Josh White, assistant men’s swimming coach at the University of Michigan in Ann Arbor, says he’s been experimenting with Burton’s system since July, and will introduce the technology to his team during the fall semester.

“The best-case scenario is that there are 10 students for every coach,” White says. “It’s a great luxury, but even then the communication and data recording can be challenging. With Avida, you can have a large amount of data from every athlete.”

The system — up to 100 athletes can be monitored at one time — works best with team sports such as football, soccer, track, cycling, rowing, or lacrosse. During football practice, the Avida system can record whether a wide receiver has run the correct route. Or if an offensive lineman misses an assignment, the coach has the option of criticizing him in front of his teammates or not.

“Getting chewed out in front of everybody is a waste of time,” Burton says. “With our system, a coach can let the player who messed up know about it, but no one else will hear it. What’s great is that all of the data can be shared with the athlete, so they can review it at home, in a dorm room, or after practice.”

It took three years of R&D and a year of engineering before Burton unveiled Avida late last year.

In the near future, Avidasports expects to offer a video system to complement the data sensors. And in the not-too-distant future, plans call for social networking and virtual competitions to be made available. “You may see where an aunt and uncle living in Michigan could watch their niece compete at a swim meet at the University of Texas,” says Scott Hedges, Avida’s vice president of operations.

As it stands, Avida has approached 150 schools, and eight deals are pending. The base price is $15,000 for a team installation. Each package of five data sensors plus a charger is $400, and there’s an annual $72 subscription fee for each user. The batteries powering the sensors last about four hours.

Burton says he expects revenue of between $5 million and $10 million next year.

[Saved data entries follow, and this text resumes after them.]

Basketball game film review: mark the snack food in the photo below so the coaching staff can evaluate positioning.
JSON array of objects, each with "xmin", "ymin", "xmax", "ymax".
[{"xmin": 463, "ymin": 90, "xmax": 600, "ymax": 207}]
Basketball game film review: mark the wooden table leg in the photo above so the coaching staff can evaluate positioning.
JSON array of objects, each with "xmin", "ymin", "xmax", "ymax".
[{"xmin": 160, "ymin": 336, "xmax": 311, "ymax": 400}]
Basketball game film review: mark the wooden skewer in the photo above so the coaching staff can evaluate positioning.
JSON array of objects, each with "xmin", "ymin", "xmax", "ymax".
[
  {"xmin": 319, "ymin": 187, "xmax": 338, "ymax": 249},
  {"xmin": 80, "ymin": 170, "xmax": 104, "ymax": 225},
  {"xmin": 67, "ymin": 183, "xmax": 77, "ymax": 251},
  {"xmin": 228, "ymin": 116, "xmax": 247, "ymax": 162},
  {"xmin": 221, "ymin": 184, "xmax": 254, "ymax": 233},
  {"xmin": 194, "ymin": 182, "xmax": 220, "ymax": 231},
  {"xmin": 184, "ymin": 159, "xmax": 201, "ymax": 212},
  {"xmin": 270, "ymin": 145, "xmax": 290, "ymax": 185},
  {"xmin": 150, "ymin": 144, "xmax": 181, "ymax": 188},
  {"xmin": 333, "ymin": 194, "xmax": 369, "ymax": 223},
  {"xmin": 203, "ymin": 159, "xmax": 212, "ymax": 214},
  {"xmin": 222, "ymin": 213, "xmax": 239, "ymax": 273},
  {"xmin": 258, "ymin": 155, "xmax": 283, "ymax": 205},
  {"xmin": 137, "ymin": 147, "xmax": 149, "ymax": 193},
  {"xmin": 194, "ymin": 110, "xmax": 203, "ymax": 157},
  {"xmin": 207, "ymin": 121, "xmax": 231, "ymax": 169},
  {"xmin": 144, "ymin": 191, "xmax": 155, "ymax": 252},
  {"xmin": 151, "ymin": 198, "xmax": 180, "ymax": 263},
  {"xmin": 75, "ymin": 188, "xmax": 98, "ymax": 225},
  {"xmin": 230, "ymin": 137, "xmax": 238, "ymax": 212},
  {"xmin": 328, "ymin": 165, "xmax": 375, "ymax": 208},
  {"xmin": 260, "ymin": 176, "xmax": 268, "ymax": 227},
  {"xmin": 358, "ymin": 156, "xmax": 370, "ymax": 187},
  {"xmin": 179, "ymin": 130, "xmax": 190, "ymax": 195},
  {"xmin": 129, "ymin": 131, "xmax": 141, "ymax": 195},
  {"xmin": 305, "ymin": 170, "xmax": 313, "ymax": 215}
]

Within five years, he projects the company will generate up to $100 million in sales.

That’s a better track record than that of his first company, Burtek, a defense supplier he started with $3,000 in 1987. When he sold it 20 years later, Burtek had 425 employees and revenue of $100 million.

“I think Michigan is like the auto industry in the early 1900s,” Burton says. “We have an abundance of natural resources, great manufacturing talent, and our wages and real estate are very competitively priced. There couldn’t be a better time to start a business.”